Rough Cutt is the debut studio album by American heavy metal band Rough Cutt, released in 1985. It was produced by Tom Allom, who is most famous for producing Judas Priest.

The song "Take Her" was co-written by Ronnie James Dio and ends with a tribute to the famous tune In The Hall of the Mountain King originally written by classical Norwegian composer Edward Grieg.

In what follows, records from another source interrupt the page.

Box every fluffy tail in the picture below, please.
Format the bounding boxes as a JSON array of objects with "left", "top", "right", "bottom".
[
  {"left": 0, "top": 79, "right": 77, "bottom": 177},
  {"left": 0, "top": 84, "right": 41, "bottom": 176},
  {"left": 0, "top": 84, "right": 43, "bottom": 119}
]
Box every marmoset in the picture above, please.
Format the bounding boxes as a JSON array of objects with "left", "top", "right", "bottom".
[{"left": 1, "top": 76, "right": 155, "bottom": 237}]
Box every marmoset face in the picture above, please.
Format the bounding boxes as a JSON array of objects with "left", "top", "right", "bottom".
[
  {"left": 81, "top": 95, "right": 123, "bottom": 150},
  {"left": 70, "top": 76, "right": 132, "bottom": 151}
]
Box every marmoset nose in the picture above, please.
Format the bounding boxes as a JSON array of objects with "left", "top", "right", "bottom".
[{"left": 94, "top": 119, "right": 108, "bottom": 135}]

The songs "Dreamin' Again" and "Black Widow" were co-written by Wendy Dio, Ronnie's wife and also the band's manager at the time.
"Piece of My Heart" was originally performed by Erma Franklin, though Janis Joplin made it famous, and many people mistakenly believe Janis Joplin was the original performer of the song. "Never Gonna Die" was written by vocalist Mark Gable and guitarist Brad Carr whose band The Choirboys scored a minor hit with it in 1983. The single peaked at No. 21 on the Australian charts.

Professional ratings
Review scores
| Source | Rating |
| AllMusic | Star |
| Collector's Guide to Heavy Metal | 5/10 |

==Track listing==
- Side one
1. "Take Her" (Chris Hager, Matt Thorr, Paul Shortino, Dave Alford, Craig Goldy, Ronnie James Dio) - 3:39
2. "Piece of My Heart" (Bert Berns, Jerry Ragovoy) - 4:44 (Erma Franklin cover)
3. "Never Gonna Die" (Brad Carr, Mark Gable) - 4:21 (The Choirboys cover)
4. "Dreamin' Again" (Alford, Hager, Thorr, Shortino, Wendy Dio) - 5:34
5. "Cutt Your Heart Out" (Hager, Thorr, Shortino) - 2:28
- Side two
6. - "Black Widow" (Amir Derakh, Alford, Thorr, Shortino, W. Dio) - 4:33
7. "You Keep Breaking My Heart" (Derakh, Hager, Thorr, Alford, Shortino) - 5:13
8. "Kids Will Rock" (Thorr, Shortino) - 4:02
9. "Dressed to Kill" (Hager, Alford, Shortino) - 4:16
10. "She's Too Hott" (Hager, Alford, Shortino) - 3:27

== Chart positions ==

| Chart (1985) | Peak position |
|---|---|
| US (Bubbling Under the Top LPs) | 210 |

==Personnel==
Production and performance credits are adapted from the album liner notes.

- Band members
- Paul Shortino – lead vocals
- Amir Derakh – guitars
- Chris Hager – guitars
- Matt Thorr – bass
- Dave Alford – drums, vocals

- Additional personnel
- Chorus on "Kids Will Rock" sung by The Road Runner Junior Soccer Team

- Production
- Tom Allom – producer
- Mark Dodson – engineer
- Paul Wertheimer – second engineer
- Kevin Aguilar – front cover illustration
- Steve Gerdes – art direction, design
- Rough Cutt – original concept
- Wendy Dio – management for Niji Productions, Inc.